Images of the supernova Refsdal have popped up multiple times in the constellation Leo, thanks to light from the stellar explosion wending its way through the gravitational field of a cluster of galaxies. Analyzing delays between Refsdal’s appearances provides a new measurement of the Hubble constant, researchers report online May 11 in Science. That constant describes how quickly galaxies are flying away from each other as the universe expands. The new measurement is now contributing to debate over how fast the universe is expanding.
Supernovas are the massive explosions that come at the ends of some stars’ life cycles. They’re among the most violent and brilliant events in the universe. In 2014, astronomer Patrick Kelly of the University of Minnesota in Minneapolis discovered the Refsdal supernova in images from the Hubble Space Telescope.
Instead of a single burst in the sky, Kelly says, “We saw four images of it.” They formed a pattern known as an Einstein Cross. The cross resulted because the gravity of a cluster of galaxies between us and Refsdal distorts space and time to create a gravitational lens that deflects the light on its way to us.
The location and arrival times of the images we see depend on three things: the distribution of matter in the galaxy cluster that makes up the lens; the distances between Earth, the lens and the supernova; and the Hubble constant. The combined effect on the light from Refsdal is so strong that in 2014, Kelly predicted that one more image from the supernova would be delayed by another year. Sure enough, light from Refsdal showed up in the sky again in 2015 (SN: 1/5/16).
The new calculations from Kelly and colleagues greatly improve a 2018 measurement of the Hubble constant using Refsdal’s appearances, putting it at about 66.6 kilometers per second per megaparsec, based on gravitational lens models that most closely matched their observations. “The meticulous modeling of the [lens] system, along with the gravitational forces it generates, have allowed [the team] to decrease the margin of error in estimating the Hubble constant by more than a factor of two,” says astronomer Vivian Miranda of Stony Brook University in New York who was not involved in the new study.

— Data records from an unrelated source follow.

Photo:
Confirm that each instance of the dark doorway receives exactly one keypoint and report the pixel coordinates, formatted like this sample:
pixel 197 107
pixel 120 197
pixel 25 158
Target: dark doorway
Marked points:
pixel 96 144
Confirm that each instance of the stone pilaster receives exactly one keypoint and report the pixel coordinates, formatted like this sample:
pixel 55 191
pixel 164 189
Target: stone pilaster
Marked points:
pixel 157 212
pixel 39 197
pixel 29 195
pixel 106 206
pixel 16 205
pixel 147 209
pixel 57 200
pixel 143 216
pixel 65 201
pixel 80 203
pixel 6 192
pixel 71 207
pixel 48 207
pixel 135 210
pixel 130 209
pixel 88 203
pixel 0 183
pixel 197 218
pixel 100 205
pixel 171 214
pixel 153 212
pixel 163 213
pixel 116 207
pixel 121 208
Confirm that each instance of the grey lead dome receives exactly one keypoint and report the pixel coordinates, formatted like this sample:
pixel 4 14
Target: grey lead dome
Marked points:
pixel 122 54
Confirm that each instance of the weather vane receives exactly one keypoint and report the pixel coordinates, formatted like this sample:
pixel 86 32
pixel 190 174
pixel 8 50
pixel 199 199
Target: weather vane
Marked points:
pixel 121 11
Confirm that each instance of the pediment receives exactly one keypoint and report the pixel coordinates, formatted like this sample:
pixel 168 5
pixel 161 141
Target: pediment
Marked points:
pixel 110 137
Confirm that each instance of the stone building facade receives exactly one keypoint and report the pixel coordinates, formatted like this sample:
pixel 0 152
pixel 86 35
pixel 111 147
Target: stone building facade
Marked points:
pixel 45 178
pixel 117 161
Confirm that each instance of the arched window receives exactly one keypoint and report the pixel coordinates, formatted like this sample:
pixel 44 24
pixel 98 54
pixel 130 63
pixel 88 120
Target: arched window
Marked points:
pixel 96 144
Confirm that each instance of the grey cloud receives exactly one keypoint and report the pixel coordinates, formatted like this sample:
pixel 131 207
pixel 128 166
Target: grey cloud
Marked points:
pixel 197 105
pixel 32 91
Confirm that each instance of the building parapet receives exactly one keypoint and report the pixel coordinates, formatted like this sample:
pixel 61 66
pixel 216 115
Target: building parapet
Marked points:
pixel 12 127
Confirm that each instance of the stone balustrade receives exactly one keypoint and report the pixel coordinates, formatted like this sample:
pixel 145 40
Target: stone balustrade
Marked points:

Studies that estimate the Hubble constant in other ways don’t agree well with each other. One method that relies on ancient light left over from early cosmic times suggests that the universe is expanding at about 67 km/s/Mpc. That’s close to the value Kelly’s group found. But an expansion estimate that uses the distances to supernovas based on their brightness comes in around 74 km/s/Mpc (SN 7/30/19).
“The predicted value of the Hubble constant is highly sensitive to the dynamics of the universe, both in the distant past and the recent present,” Miranda says. “If our understanding of the universe is accurate, all the various methods of measuring the Hubble constant should align.”
Settling the discrepancy between different values of the Hubble constant is crucial to explaining things like dark energy, which appears to be accelerating the expansion of the universe (SN: 3/21/98).
It will take another supernova and lens to make a big leap in precision over the Refsdal study. A recurring image of a supernova in the constellation Cetus that’s expected to appear in 2037 might do the trick (SN: 9/13/21). In the meantime, Kelly says, further refinements in the model of the gravitational lens that caused the multiplied Refsdal images could improve estimates of the Hubble constant somewhat.
“This is the first example of this kind of measurement,” Kelly says. “It sets the stage for additional measurements and increased precision,” which could deepen astronomers’ insights into our ever-expanding universe.